Likewise, if your A1C goes up, or your neuropathy pain increases, or your sexual function is down, that may not mean you’re getting worse. Something just went wrong. Maybe it was something you could control, or maybe your meds need to change, or your diet, or something. Maybe it was out of your control, like an illness or a major stress, but it doesn’t mean you can’t get better again.
When life seems harder or less enjoyable, when it seems your life is getting smaller, that doesn’t have to be permanent either. It just means you’re going through a hard time.

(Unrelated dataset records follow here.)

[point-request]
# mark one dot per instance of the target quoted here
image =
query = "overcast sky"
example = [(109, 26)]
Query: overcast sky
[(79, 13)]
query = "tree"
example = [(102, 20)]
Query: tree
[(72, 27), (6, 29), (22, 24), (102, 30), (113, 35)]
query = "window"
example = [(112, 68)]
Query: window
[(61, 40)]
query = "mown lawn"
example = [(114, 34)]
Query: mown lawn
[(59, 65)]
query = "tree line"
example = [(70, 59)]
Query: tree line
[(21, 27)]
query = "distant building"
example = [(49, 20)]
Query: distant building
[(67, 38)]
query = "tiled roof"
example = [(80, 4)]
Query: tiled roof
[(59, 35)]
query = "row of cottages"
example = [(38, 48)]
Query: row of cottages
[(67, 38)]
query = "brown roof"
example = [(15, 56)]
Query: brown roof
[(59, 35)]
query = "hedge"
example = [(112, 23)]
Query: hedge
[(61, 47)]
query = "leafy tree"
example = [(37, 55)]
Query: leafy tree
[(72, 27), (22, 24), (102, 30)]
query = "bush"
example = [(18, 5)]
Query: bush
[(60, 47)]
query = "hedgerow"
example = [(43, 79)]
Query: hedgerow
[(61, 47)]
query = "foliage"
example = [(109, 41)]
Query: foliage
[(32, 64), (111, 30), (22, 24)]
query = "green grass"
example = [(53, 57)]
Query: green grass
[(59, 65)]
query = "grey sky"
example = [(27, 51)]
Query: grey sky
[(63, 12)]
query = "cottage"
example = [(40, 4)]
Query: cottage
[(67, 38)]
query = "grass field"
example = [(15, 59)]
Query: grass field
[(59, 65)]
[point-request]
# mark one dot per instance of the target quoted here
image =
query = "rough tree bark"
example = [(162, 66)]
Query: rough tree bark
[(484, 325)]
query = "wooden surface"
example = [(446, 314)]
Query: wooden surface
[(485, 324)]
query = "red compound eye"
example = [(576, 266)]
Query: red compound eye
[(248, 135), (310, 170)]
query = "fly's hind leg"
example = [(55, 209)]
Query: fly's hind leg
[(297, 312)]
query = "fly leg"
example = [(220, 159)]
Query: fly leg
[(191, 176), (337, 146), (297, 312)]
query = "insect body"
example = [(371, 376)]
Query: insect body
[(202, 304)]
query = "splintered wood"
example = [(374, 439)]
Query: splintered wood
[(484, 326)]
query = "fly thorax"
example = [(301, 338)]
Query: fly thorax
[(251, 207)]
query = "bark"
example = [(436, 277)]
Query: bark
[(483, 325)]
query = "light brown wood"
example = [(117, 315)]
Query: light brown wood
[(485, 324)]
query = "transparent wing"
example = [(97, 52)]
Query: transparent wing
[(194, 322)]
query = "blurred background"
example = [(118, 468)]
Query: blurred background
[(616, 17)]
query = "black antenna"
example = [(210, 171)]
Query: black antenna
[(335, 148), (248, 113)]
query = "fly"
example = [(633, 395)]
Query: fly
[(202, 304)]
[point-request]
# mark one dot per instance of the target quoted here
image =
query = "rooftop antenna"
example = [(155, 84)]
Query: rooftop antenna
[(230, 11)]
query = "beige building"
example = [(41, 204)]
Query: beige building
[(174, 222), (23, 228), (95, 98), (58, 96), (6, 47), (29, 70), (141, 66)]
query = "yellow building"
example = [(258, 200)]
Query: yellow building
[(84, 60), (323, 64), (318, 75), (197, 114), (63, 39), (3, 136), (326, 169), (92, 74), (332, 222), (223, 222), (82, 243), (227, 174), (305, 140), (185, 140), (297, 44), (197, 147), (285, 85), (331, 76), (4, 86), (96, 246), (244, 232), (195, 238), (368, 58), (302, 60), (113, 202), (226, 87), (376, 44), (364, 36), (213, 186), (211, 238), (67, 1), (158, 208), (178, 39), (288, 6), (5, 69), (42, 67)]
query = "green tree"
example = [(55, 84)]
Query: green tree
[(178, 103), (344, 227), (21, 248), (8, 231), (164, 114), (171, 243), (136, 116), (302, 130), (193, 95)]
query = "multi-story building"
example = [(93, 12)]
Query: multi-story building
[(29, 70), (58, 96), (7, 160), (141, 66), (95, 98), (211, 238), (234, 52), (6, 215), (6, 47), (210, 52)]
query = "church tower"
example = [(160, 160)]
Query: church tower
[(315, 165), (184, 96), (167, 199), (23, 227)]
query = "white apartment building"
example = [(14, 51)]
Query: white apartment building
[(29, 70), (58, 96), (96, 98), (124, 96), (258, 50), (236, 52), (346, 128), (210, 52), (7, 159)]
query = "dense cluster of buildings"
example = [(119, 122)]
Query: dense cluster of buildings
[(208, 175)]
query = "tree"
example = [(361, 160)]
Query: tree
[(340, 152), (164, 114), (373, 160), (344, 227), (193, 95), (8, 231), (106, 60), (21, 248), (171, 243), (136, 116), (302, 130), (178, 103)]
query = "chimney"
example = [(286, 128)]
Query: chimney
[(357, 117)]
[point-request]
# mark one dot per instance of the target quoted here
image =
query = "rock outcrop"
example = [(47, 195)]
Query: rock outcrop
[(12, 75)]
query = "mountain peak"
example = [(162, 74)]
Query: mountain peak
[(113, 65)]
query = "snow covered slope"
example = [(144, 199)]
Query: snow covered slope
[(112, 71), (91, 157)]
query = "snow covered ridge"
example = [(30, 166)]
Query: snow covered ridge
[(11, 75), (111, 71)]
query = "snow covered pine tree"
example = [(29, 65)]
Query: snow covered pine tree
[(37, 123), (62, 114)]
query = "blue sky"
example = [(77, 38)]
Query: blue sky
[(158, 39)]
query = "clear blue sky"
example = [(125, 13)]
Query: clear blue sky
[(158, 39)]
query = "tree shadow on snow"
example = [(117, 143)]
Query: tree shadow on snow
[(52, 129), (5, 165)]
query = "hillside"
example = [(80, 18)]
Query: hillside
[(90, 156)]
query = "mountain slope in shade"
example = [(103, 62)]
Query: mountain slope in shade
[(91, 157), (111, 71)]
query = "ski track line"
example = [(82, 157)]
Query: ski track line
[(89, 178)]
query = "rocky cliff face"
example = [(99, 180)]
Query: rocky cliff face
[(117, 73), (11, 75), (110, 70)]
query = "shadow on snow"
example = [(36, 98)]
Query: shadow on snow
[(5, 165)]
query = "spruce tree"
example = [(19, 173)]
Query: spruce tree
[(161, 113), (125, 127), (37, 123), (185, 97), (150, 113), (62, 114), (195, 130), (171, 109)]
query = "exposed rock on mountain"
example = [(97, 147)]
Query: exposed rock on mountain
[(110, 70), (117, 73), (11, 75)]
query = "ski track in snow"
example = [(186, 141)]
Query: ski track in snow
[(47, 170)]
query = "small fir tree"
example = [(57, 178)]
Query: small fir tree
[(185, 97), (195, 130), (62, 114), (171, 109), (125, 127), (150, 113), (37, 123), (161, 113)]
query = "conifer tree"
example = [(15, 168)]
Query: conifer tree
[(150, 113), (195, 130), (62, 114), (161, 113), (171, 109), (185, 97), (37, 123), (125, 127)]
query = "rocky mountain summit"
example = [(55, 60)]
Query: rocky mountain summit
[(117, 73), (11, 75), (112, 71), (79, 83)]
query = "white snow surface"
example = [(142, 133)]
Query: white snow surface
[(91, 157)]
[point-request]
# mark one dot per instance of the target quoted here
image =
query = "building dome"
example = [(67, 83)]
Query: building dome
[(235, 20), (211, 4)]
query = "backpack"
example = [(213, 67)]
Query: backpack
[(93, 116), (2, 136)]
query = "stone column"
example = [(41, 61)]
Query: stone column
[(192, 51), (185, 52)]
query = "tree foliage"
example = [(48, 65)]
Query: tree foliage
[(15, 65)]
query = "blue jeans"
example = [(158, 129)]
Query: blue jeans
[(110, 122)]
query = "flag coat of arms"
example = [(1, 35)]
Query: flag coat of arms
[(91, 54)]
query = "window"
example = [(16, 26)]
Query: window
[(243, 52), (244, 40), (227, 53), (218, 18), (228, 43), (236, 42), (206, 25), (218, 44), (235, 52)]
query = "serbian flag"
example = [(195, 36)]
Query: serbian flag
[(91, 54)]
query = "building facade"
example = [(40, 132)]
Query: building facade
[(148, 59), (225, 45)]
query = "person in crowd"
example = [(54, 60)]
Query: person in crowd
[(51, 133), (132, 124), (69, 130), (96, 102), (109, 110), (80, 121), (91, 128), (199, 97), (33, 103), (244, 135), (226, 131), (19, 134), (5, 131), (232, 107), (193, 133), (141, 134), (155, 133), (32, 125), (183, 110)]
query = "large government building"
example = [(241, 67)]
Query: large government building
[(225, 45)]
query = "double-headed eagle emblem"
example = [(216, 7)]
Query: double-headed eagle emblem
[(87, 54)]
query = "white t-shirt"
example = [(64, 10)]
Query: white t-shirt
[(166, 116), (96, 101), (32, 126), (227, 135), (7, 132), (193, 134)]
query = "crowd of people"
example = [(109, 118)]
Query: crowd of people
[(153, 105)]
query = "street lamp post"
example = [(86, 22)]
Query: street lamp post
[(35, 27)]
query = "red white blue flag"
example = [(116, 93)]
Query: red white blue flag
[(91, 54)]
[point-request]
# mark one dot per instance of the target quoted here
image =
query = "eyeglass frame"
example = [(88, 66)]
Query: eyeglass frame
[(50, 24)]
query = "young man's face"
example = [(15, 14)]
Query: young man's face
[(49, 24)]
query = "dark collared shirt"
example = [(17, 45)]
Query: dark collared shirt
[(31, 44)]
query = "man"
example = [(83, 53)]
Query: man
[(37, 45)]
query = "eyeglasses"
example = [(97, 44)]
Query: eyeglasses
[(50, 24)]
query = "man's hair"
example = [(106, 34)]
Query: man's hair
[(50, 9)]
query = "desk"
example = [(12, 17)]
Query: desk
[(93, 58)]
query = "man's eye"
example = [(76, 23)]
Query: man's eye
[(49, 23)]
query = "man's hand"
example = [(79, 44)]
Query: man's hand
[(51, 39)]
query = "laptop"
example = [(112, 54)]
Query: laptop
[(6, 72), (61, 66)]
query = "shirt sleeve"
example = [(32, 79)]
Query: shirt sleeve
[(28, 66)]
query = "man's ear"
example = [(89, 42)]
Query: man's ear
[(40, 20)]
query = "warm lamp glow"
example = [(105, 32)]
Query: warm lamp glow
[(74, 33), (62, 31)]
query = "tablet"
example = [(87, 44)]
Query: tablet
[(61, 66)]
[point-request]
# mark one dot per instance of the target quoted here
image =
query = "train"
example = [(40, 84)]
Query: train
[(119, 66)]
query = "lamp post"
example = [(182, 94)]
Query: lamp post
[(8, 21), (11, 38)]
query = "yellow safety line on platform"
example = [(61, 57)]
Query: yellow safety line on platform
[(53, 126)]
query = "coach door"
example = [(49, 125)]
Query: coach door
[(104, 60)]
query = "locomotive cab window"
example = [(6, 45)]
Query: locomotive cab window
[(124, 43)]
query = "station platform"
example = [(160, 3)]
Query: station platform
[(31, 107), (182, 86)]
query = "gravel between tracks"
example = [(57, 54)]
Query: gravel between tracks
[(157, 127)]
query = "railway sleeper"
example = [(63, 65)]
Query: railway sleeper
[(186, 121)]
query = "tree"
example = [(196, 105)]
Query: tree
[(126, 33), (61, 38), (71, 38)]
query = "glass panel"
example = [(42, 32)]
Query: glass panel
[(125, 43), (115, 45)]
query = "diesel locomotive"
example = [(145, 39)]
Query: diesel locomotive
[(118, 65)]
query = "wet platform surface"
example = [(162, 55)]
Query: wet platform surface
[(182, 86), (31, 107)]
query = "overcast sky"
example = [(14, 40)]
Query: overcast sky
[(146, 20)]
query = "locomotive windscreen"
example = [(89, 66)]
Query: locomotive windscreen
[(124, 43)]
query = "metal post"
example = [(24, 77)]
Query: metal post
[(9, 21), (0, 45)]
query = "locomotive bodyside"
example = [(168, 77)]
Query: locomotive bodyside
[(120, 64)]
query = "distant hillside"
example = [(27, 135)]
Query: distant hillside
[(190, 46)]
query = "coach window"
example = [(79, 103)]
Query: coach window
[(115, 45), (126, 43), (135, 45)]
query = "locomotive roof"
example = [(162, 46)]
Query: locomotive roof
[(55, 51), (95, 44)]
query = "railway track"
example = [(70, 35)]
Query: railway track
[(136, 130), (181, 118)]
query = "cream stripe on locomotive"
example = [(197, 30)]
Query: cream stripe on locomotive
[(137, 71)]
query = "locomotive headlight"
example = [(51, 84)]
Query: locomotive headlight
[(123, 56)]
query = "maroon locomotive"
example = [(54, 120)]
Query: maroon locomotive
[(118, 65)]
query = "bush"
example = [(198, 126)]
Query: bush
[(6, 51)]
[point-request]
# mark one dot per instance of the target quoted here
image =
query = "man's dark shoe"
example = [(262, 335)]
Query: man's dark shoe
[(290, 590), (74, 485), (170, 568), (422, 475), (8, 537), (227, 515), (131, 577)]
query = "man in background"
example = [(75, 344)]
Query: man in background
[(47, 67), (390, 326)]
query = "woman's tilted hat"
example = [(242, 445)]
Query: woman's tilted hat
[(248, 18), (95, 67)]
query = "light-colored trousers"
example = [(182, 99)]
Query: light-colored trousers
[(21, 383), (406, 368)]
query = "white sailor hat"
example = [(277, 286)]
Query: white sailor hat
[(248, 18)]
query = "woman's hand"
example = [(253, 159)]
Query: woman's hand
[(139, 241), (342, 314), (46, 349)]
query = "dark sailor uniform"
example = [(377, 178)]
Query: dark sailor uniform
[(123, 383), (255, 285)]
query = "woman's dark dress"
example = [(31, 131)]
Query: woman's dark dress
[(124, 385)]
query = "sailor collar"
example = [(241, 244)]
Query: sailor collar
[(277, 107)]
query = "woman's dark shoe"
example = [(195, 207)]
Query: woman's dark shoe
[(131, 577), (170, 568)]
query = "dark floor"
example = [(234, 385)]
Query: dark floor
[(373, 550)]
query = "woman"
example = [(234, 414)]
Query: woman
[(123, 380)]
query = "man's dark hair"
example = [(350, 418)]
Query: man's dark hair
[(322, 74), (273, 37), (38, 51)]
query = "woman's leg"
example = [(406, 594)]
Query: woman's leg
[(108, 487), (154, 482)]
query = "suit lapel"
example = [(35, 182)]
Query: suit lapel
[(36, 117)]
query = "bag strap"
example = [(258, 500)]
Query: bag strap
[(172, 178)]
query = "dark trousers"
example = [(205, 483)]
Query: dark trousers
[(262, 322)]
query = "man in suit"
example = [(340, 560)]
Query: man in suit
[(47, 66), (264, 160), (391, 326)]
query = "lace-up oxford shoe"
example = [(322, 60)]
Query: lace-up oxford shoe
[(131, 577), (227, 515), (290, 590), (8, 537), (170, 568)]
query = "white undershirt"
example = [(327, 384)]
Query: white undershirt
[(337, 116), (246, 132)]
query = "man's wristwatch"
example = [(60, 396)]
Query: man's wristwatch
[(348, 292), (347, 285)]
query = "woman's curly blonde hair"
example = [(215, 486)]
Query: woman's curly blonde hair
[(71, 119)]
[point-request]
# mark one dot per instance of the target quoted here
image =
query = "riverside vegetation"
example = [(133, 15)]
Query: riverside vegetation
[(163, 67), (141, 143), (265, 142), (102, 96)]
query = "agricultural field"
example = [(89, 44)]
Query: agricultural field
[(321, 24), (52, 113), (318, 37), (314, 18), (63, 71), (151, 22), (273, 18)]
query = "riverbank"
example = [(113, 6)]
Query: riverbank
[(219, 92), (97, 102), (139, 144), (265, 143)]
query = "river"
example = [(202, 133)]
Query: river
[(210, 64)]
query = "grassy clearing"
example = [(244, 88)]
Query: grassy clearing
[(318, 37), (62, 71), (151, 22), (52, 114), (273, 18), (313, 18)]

Similarly, good glucose numbers don’t necessarily mean you are getting better. A new medicine might be helping keep numbers down, or life may be easier, or you may have learned some things, but you may just be going through a good patch.
The point is to take it day by day. As they say in AA, “one day at a time.” Or as Scott Coulter advised in his column, “live in the moment.” Trying to be perfect or judging yourself badly will weigh you down and produce burnout. Letting go of self-judgments, perfectionism, and black-and-white thinking will take a lot of negative feelings out of your equation.
What do you think? What would you tell Lia?